With CSCOPE, it seems that students are basically given slews of disconnected, random graphic organizers on various topics; and students are expected to learn the concepts almost by “osmosis” which is simply not going to happen.

Please scan through my Noun packet and see all of the many rules, explanations, and examples that my English I students had right at their fingertips.  I wrote my packets so that all of the grammar/usage packets were tied together, each one relying upon the content of previous packets.

Each question in an exercise was built upon past concepts from all of the other preceding grammar/usage packets.  This meant that students continually were reviewing concepts and using them over and over in ever-more complex structures.

The exercises in the packets were not lengthy, but each sentence had been carefully groomed by me to review past concepts which caused student learning to spiral upward in depth and complexity over time.

If we expect students to move a concept from short-term memory into their long-term memory, we must  stimulate their brains through cognitive progression where concepts are tied together and deepened. I see none of that happening with CSCOPE.

What I see with CSCOPE is something similar to a scatter-shot approach.  “Just throw a wad of mud on the wall and see what sticks.”  Just throw the students a grammar concept (e.g., capitalization), give them a graphic organizer with a few shallow examples, perhaps do some sort of random group activity, and students are supposed “to live happily every after.”

Of course, the brain does not work that way. What we remember in long-term memory is based upon the progressive steps (i.e., concepts) that we took along the way, ever deepening and widening the achievement level.  CSCOPE has none of that.

My heart goes out to the teachers and students who fill their days with the frustration that these nonsensical, meaningless, disconnected CSCOPE lessons represent; and from what has been publicly shared by courageous teachers and students, we know that the CSCOPE assessments follow that same random, disconnected format in which students are tested over concepts they have not even had yet.

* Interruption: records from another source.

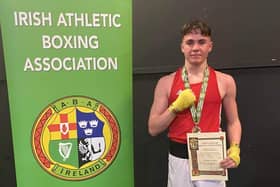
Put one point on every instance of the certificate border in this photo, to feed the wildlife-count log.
(196, 174)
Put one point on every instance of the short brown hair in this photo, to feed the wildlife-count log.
(195, 26)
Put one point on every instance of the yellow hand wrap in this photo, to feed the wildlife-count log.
(185, 99)
(234, 152)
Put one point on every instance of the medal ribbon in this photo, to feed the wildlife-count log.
(196, 111)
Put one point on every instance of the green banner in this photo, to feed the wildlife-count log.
(69, 74)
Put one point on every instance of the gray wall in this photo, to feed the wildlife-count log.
(245, 46)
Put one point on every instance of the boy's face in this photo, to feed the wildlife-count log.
(196, 47)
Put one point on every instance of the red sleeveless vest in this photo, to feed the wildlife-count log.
(211, 112)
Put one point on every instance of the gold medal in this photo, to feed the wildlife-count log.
(196, 129)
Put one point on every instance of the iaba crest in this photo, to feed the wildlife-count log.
(75, 138)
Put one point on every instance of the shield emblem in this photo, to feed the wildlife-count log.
(76, 138)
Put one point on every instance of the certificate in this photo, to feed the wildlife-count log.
(206, 151)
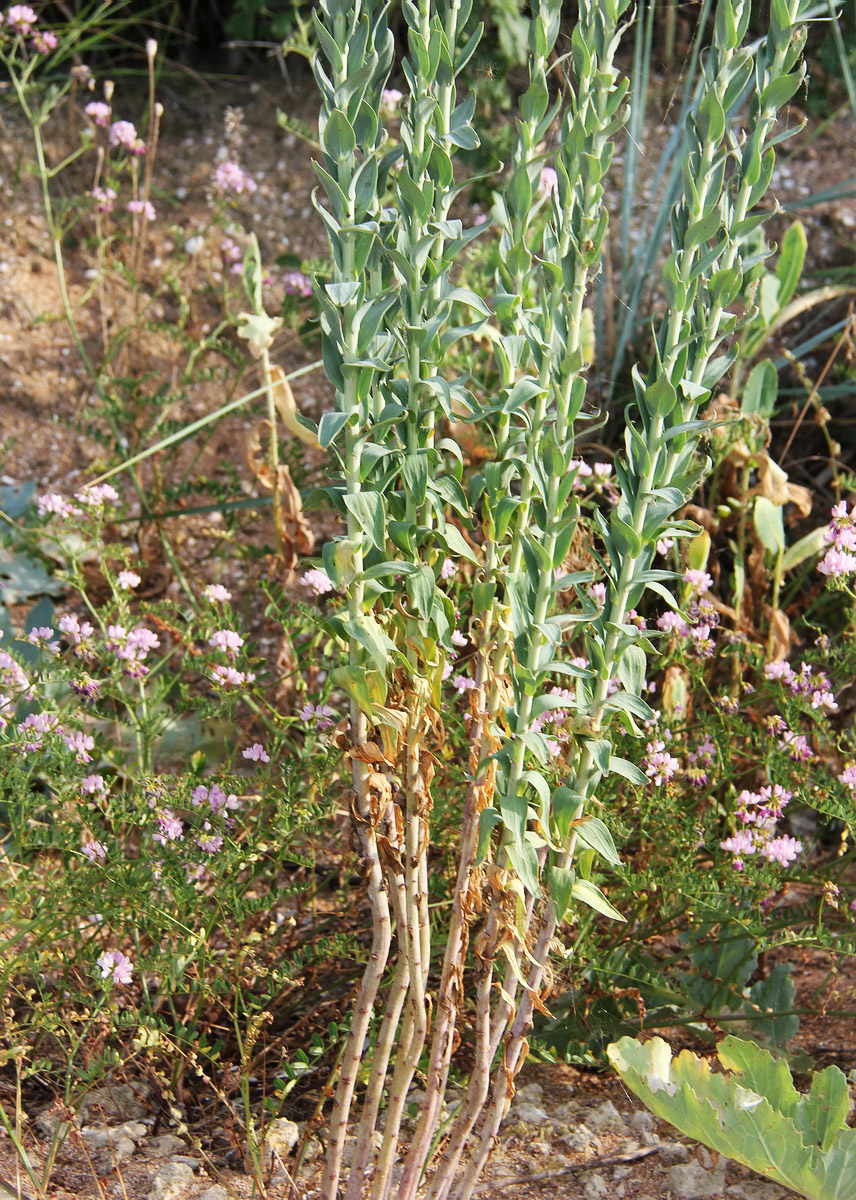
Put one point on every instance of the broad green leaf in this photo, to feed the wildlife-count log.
(660, 397)
(593, 833)
(561, 883)
(807, 547)
(370, 511)
(365, 688)
(632, 666)
(770, 526)
(790, 262)
(753, 1125)
(820, 1115)
(759, 391)
(591, 894)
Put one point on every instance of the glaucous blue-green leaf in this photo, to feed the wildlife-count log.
(770, 525)
(590, 894)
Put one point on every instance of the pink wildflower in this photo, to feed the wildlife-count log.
(117, 965)
(100, 111)
(548, 185)
(42, 636)
(741, 844)
(227, 677)
(256, 753)
(79, 744)
(672, 623)
(698, 581)
(94, 785)
(105, 198)
(169, 826)
(43, 41)
(97, 495)
(317, 581)
(390, 100)
(227, 641)
(21, 18)
(142, 208)
(55, 504)
(124, 133)
(782, 850)
(659, 765)
(94, 850)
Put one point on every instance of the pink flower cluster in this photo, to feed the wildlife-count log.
(105, 198)
(548, 185)
(815, 688)
(22, 19)
(659, 763)
(390, 101)
(93, 497)
(215, 797)
(319, 713)
(76, 630)
(216, 593)
(35, 727)
(132, 647)
(317, 581)
(759, 811)
(115, 966)
(839, 561)
(142, 209)
(124, 135)
(227, 641)
(100, 112)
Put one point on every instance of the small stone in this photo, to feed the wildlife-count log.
(690, 1180)
(606, 1119)
(280, 1139)
(165, 1145)
(527, 1114)
(567, 1114)
(130, 1131)
(596, 1186)
(641, 1121)
(531, 1093)
(120, 1151)
(581, 1139)
(675, 1152)
(312, 1151)
(172, 1182)
(755, 1189)
(118, 1102)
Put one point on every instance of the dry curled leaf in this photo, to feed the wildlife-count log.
(287, 408)
(294, 533)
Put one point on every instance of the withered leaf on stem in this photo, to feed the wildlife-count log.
(295, 534)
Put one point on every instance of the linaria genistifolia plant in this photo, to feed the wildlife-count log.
(413, 520)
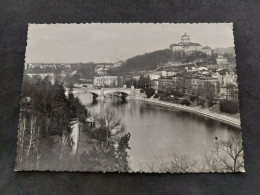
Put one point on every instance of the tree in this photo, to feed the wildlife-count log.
(149, 92)
(226, 156)
(109, 126)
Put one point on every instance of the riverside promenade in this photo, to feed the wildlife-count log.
(201, 111)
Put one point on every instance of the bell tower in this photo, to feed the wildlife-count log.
(185, 38)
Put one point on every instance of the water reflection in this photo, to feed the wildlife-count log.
(159, 131)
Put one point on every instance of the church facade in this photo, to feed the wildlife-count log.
(189, 47)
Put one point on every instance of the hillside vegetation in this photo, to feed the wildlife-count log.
(143, 62)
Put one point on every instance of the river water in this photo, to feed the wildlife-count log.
(158, 131)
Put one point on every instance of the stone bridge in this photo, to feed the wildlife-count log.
(101, 93)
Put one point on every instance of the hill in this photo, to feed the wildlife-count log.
(143, 62)
(230, 50)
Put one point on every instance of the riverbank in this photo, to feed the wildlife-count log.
(197, 110)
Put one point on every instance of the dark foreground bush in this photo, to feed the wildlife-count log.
(210, 104)
(149, 92)
(193, 98)
(229, 107)
(185, 102)
(201, 102)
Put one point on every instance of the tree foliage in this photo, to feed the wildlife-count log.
(45, 129)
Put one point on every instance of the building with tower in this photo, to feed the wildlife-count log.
(189, 47)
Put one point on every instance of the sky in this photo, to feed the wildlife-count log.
(96, 42)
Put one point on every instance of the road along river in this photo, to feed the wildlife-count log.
(159, 131)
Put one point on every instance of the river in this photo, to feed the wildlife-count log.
(158, 131)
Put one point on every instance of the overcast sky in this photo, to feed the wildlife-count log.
(75, 43)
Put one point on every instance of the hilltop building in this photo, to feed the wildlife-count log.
(105, 81)
(102, 68)
(189, 47)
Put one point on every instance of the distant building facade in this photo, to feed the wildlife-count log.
(189, 47)
(105, 81)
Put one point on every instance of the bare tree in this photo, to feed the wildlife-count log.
(176, 164)
(226, 156)
(109, 124)
(182, 164)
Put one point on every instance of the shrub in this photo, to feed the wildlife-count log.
(210, 103)
(229, 107)
(201, 102)
(193, 98)
(149, 92)
(185, 102)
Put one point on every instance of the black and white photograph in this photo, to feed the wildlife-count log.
(130, 97)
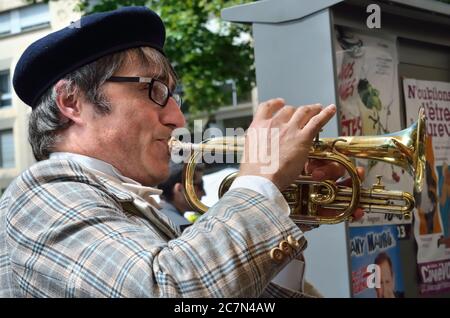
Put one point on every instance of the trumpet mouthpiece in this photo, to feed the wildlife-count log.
(175, 145)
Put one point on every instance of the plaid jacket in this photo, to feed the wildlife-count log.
(65, 232)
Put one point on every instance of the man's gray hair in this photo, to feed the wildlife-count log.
(46, 120)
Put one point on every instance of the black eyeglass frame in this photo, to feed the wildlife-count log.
(151, 81)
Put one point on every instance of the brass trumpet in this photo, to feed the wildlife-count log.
(305, 196)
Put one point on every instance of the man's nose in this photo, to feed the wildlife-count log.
(172, 115)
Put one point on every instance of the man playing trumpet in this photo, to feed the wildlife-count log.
(81, 222)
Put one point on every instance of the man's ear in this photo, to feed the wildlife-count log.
(69, 101)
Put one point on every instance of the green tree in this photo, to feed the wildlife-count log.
(204, 50)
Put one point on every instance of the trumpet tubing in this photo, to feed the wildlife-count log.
(307, 197)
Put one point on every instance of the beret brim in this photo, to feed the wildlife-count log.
(59, 53)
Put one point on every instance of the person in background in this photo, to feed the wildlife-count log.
(82, 222)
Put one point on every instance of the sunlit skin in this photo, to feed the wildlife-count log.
(179, 199)
(134, 136)
(387, 287)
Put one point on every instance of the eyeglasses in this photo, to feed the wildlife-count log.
(158, 92)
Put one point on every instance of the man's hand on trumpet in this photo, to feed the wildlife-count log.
(278, 143)
(279, 139)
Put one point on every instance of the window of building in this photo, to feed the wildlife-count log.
(5, 89)
(23, 19)
(7, 159)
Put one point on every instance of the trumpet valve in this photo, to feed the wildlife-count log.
(379, 185)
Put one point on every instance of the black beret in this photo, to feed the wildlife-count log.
(59, 53)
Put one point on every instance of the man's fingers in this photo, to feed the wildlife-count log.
(348, 181)
(314, 125)
(267, 109)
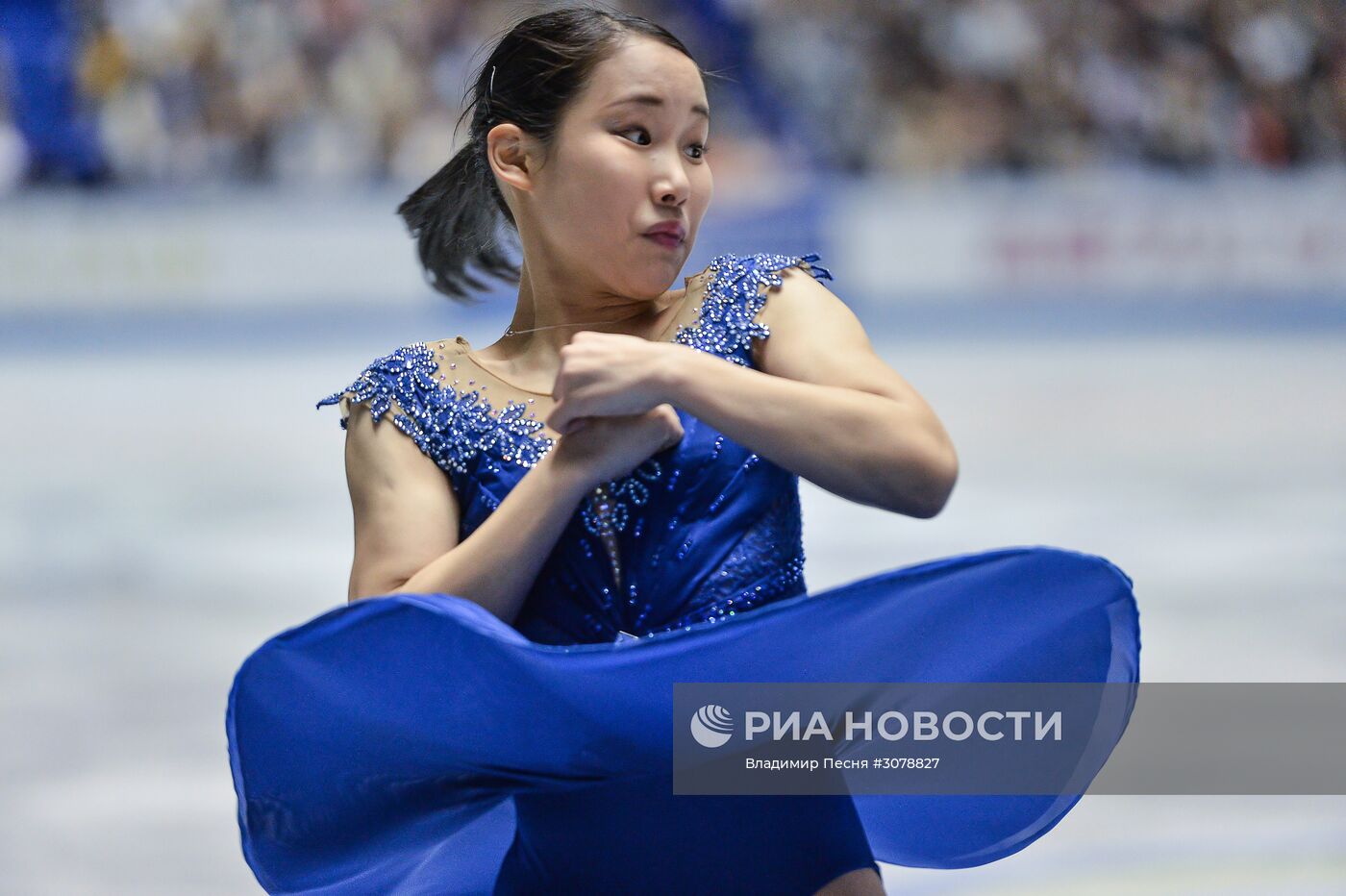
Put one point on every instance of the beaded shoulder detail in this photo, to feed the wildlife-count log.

Please listen to Jessica, a 10th grade CSCOPE student share her frustrations in this podcast of the Communication Team Conference Call hosted by Alice Linahan with WomenOnTheWall.org.

As if that were not bad enough, I found countless grammatical/usage errors in the CSCOPE lessons by doing a cursory scan through a few of the lessons posted on the Texas Tribune site.   (Ex. The book that you just choose is a best seller.” – 13_EE10101_Clauses, example #1)

I would document more of them except for the fact that because CSCOPE is not formatted in WORD, I cannot cut/copy/paste the verbiage in question and affix it to a page where I can show my corrections.  How will the public be able to display, document, and share their concerns over quoted passages without being able to cut/copy/paste from the CSCOPE lessons?  Of course, that is probably the original plan behind CSCOPE.  That way it is hard-to-impossible for parents and the general public to alert other people about the poor quality of the CSCOPE lessons.  It is also difficult to prove plagiarism without the public’s being able to cut/copy/paste the examples in question.

I don’t know whether the Texas Tribune meant to do us a favor by publishing the CSCOPE lessons; but I believe that when parents and the public see how difficult to use, how shallow, how error-filled, and how disorganized the CSCOPE lessons actually are, there will be an even bigger push to force school administrators to quit wasting our children’s/grandchildren’s precious years on CSCOPE.  “Children only come this way once.”

I also believe there will be an outcry by the public to protest the use of our hard-earned taxpayers’ dollars to purchase CSCOPE – some $15 Million just in 2013 alone!

(For many years, I have shared my grammar packets free of charge with anyone who wants to use them to teach English proficiency.  I do not offer a “key” to the packets because the answers to the questions are found within the packets themselves.  Teachers who choose to use the grammar packets will enhance their own abilities if they will work through the packets themselves, building the “keys” as they go.]